SparkyOctober 24, 2007 11:00 AM

@FredDurkin: unless, of course, the document in the book is an authentic looking fake, which would probably cause them the think they found it and stop looking.

ShadOctober 24, 2007 2:30 PM

False Data: For small data objects, it is more elegant to write the key to a small piece of paper glued later into the book's spine.

For higher effectivity, paper can be replaced with an EEPROM chip, or a concealed USB disk. Or a flashROM chip; these things can be astonishingly small, though they need an external circuitry to access. (Can be done via parallel port, or with a microcontroller.) For small amounts of data, even a read/write RFID tag can be used.

Using this kind of modification, the book can stay visually intact, leaving the adversary no wiser.

Neil in ChicagoOctober 24, 2007 7:30 PM

Serendipity still rules.
It seems that among the many franchised juvenile characters with serieses (Hardy boys, Nancy Drew, &c., &c.) there was once a "Mary Jane". Years ago I stumbled across "Mary Jane: Her Book" for a quarter in a cheesy resale store. It has graced my bookshelf, hollowed out, since. Later I also lucked onto "Mary Jane: Her Trip."

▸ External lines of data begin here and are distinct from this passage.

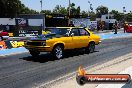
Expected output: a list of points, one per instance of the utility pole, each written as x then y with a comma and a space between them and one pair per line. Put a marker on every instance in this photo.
69, 11
41, 2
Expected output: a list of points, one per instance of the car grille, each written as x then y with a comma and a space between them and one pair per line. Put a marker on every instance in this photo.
35, 43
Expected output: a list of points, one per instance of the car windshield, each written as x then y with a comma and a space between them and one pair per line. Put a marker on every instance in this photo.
58, 31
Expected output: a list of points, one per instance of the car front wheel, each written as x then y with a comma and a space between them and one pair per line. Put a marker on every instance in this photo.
58, 52
90, 48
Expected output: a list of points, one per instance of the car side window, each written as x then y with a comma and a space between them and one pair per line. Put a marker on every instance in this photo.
83, 32
75, 32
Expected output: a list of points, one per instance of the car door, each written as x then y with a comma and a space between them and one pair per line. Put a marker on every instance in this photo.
84, 37
75, 38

recyclerzOctober 25, 2007 11:14 PM

I am an employee at Secret Storage Books and just want to say that we 'create' great items from books which would likely end up in landfills.

I also think it is a great way to save a favorite book and have it be more useful. The uses for our book boxes is limited only to what you can dream up.

It is a great item for hiding remotes from husbands and teenage sons.

HollowmanNovember 4, 2007 6:38 PM

This site features books made by hand. Not with a router or stamp. They are not free, but what is? The 4 books glued together looks wicked cool. You could hide a severed head in it.